Demand forecasting is a process that takes historical sales data and uses it to make predictions (or forecasts) about future customer demand. For enterprises, forecasting demand allows estimating how many goods or services will sell and how much inventory needs to be ordered.
In 2014, Walgreens had a $1 Billion forecasting blunder that led to the exit of two executives. And in 2001, Nike also had Demand forecasting importance for demand forecasting software implementation failure that led to a $100 million loss in sales. These examples show how compulsory demand forecasting and having the right demand forecasting systems play in the overall advantage of businesses.
Demand forecasting creates an important component of the supply chain process. It’s the driver for almost all supply chain related choice. While demand forecasting is undeniably necessary, it’s also one of the most difficult attitudes of supply chain planning. Demand is often elusive making demand forecasting both an art and a science.
The demand Forecasting defined as the action by which the historical sales data are used to form an estimate of the expected forecast of customer demand. A demand Forecasting contributes an estimate of the of goods and services that clients will purchase in the foreseeable future.
Demand forecasting importance for effective Supply Chain Management?
Demand Forecasting promotes critical business action like budgeting, financial planning, sales and marketing plans, raw material planning, production planning, risk assessment and formulating mitigation plans. So, outlined below are the sign of Demand Forecasting on Supply Chain Management:
Improved supplier relations and purchasing terms
Because of demand Forecasting rides raw material planning process which addresses Purchasing Managers to release timely purchase plan to suppliers. So, visibility and transparency of raw material demand improve supplier relations and strengthens Purchasing Managers to negotiate favourable terms for their companies.
Better capacity utilization and allocation of resources
Based on the current inventory levels, raw material availability and expected client orders, production can be scheduled completely. Because this leads to improved quantity utilization and judicious allocation of manufacturing resources.
Optimization of inventory levels
A proper techniques for demand forecasting implements vital information for driving the desired raw material, WIP and finished goods inventory levels. So, this reduces the Bullwhip effect across the Supply Chain, leading to optimization of customary levels and decrease in stock-out or over-stocking situations.
Improved distribution planning and logistics
Apart from small works, this is particularly obvious in businesses dealing with multiple SKUs and wide distribution networks. Since distribution and Logistics Managers are permitted to balance inventory across the network and negotiate favourable terms with Transporters.
Increase in customer service levels
With optimized inventory levels and improved Distribution Planning and Logistics, client service metrics like on-time delivery (OTD), on-time in-full (OTIF), case-fill/fill-rate, etc. are enhanced due to right sizing and right positioning of inventory.
Better product lifecycle management
Medium to long area Demand Forecasts provides better visibility of new brand launches and old product discontinuations.

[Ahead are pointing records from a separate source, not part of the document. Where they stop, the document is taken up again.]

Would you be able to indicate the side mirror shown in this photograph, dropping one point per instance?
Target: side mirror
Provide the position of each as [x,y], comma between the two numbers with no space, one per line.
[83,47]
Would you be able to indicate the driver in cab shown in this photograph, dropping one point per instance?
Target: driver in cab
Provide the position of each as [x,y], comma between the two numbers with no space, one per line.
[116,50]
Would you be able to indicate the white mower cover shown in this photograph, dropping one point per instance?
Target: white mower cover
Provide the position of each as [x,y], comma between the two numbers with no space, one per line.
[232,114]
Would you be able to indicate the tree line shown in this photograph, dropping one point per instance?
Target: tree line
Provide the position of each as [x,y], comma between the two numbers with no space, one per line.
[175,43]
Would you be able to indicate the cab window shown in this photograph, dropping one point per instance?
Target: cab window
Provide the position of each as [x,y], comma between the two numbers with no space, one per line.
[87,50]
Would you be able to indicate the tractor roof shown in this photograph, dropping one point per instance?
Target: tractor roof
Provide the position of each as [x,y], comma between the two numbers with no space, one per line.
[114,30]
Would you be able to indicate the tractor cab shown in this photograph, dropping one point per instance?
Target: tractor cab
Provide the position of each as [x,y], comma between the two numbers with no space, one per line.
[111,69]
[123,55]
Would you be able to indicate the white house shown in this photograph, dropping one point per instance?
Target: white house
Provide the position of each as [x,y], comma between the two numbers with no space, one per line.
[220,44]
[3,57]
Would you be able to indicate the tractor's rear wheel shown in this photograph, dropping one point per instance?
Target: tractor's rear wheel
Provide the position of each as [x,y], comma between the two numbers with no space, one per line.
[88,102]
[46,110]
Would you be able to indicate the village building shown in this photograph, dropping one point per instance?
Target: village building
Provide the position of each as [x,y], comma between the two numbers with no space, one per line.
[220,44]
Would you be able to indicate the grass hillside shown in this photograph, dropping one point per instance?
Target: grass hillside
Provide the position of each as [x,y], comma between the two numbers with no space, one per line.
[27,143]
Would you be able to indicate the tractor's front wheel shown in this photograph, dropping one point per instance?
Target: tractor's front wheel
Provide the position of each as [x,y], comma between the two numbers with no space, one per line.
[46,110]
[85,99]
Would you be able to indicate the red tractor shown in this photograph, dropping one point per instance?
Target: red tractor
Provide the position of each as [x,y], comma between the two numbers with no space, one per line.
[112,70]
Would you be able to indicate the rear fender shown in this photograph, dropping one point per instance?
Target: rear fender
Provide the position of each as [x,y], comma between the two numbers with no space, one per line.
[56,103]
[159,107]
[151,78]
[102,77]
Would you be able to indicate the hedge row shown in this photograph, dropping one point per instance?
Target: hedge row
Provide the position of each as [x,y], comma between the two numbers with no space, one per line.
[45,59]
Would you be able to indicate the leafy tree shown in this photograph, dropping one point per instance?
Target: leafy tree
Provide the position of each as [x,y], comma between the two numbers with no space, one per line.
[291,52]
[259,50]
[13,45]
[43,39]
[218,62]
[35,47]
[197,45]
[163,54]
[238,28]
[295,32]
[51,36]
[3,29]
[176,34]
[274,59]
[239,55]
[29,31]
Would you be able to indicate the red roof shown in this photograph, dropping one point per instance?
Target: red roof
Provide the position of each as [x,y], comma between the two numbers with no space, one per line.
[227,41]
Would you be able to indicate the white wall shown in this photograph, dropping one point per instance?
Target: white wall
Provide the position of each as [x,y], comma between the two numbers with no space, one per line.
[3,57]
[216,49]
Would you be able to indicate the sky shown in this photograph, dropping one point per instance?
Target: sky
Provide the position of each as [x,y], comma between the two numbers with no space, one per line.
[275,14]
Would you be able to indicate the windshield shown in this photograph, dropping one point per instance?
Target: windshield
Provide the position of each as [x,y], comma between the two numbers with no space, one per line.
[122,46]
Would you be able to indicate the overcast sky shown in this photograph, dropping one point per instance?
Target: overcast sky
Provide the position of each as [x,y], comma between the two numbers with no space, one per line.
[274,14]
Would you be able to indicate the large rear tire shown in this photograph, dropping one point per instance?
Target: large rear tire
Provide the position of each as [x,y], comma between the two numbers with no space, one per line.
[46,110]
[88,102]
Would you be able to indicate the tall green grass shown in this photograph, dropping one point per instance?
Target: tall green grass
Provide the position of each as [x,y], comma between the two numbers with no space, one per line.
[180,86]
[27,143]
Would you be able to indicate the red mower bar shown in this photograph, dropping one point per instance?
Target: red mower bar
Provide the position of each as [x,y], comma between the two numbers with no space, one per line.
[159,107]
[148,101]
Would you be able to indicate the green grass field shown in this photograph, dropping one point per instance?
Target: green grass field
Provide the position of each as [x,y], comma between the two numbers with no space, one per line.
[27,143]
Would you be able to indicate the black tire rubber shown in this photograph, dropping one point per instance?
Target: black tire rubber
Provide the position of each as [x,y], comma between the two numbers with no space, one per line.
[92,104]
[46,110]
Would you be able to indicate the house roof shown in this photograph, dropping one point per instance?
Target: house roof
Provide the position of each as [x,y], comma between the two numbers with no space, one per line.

This drives synchronized raw element, manufacturing and inventory planning to block new product launches and most importantly, reducing the risk of obsolescence of discontinued products.

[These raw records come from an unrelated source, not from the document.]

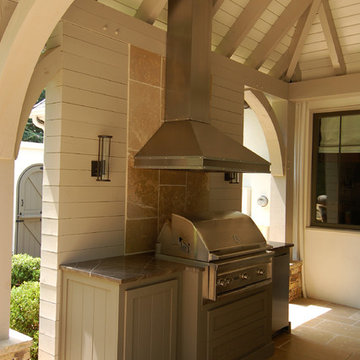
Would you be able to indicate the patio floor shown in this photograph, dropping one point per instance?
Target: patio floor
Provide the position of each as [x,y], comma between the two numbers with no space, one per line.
[320,331]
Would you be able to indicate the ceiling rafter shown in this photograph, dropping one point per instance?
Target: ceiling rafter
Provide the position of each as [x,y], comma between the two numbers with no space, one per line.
[150,10]
[283,63]
[332,39]
[280,28]
[241,27]
[216,5]
[296,52]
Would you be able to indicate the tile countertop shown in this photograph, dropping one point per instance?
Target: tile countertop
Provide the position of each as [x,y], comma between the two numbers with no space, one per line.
[278,245]
[125,269]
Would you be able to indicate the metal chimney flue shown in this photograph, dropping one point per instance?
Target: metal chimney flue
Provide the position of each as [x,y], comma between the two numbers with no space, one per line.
[186,140]
[187,90]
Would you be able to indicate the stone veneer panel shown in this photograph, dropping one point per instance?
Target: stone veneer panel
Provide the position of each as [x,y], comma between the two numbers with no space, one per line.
[17,347]
[145,67]
[141,234]
[143,187]
[152,195]
[198,192]
[295,284]
[144,113]
[171,200]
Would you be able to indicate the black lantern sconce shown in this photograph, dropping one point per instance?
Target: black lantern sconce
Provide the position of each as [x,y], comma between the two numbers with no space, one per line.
[232,177]
[100,168]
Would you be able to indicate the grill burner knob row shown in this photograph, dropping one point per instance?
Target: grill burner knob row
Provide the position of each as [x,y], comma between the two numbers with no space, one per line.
[244,276]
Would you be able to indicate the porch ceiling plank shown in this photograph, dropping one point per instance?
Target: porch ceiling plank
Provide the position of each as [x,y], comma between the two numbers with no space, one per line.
[241,27]
[150,10]
[216,5]
[280,28]
[283,63]
[332,39]
[118,26]
[229,69]
[334,86]
[303,32]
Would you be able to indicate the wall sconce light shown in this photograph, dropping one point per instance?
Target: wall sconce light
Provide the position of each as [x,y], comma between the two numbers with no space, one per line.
[232,177]
[100,167]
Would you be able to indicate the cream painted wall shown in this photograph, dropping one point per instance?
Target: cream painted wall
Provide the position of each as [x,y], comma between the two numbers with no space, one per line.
[331,257]
[82,218]
[6,214]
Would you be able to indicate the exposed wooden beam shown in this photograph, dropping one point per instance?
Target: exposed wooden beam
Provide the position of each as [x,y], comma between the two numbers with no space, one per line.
[332,39]
[150,10]
[296,52]
[282,25]
[229,69]
[271,129]
[216,5]
[335,86]
[241,27]
[118,26]
[283,63]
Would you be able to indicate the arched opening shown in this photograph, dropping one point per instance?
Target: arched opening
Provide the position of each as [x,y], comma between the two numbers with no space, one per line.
[265,194]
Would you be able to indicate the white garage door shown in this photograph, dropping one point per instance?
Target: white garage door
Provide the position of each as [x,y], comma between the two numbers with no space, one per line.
[29,204]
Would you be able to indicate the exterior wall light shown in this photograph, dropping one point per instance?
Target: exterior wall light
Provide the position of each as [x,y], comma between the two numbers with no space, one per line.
[232,177]
[100,167]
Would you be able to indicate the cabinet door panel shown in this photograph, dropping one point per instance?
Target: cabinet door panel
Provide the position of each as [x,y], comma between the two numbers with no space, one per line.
[90,317]
[237,328]
[150,322]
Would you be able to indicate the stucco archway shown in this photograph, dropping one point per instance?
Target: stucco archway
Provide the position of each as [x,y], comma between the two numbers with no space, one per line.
[28,30]
[268,121]
[23,40]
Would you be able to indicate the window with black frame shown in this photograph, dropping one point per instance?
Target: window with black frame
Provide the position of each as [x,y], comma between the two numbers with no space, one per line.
[336,170]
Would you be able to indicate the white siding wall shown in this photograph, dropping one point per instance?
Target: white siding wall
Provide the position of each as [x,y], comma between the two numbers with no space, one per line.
[227,110]
[82,218]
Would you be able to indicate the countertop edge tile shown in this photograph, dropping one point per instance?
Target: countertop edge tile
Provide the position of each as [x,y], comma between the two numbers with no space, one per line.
[125,269]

Facilitates performance management
Management can set KPIs and aim for various functions like Sales, Finance, Purchase, Manufacturing, Logistics. Based on the medium to long range plans borrowed from the Demand Forecasting process. So, organizational efficiency, effectiveness, and improvement leadership can be designed for key areas of the company.
3 Main Roles of Forecasting in Supply Chain Management
- Pivotal in the strategic planning of Business: Because forecasting is the underlying hypothesis for strategic business activities like expansion planning, budgeting, financial planning, risk assessment, and mitigation. So, critical business assumptions like turnover, profit margins, cash flow, capital expenditure, etc. are also dependent on Forecasting.

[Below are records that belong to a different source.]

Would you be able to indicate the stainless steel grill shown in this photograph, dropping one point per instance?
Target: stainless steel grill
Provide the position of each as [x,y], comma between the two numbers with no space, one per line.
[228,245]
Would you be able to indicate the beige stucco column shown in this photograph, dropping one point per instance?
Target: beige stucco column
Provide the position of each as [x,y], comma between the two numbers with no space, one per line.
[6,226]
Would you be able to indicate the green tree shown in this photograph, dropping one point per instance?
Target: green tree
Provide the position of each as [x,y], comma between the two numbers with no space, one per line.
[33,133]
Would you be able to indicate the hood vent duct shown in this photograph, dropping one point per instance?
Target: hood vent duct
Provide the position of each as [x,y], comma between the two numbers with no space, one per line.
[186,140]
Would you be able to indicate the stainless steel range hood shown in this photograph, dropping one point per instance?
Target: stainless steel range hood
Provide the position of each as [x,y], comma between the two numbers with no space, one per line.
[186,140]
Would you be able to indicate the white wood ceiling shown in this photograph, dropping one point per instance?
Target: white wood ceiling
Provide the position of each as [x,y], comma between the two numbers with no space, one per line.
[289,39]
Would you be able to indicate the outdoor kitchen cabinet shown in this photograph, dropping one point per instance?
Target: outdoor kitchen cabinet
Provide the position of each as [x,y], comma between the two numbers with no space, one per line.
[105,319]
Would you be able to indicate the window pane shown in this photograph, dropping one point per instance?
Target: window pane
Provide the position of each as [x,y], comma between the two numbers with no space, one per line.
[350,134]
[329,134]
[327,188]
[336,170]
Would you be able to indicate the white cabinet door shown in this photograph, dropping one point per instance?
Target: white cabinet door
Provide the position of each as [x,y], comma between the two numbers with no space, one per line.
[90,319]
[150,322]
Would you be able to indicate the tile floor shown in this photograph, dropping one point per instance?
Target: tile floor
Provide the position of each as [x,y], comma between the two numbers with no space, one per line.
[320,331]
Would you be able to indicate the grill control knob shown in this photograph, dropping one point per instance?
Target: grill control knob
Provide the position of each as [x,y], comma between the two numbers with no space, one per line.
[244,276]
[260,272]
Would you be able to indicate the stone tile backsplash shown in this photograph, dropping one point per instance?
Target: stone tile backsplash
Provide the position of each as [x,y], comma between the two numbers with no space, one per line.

- Initiating all push–processes of Supply Chain: Forecasting is the starting point for all push-processes of Supply Chain like raw material planning, purchasing, inbound logistics, and manufacturing. So, better forecasts help optimize the inventory levels and capacity utilization.
- Driving all pull–processes of Supply Chain: Forecasting drives all pull-process of Supply Chain like order management, packaging, distribution, and outbound logistics. Better forecast improves the distribution and logistics and increases customer service levels.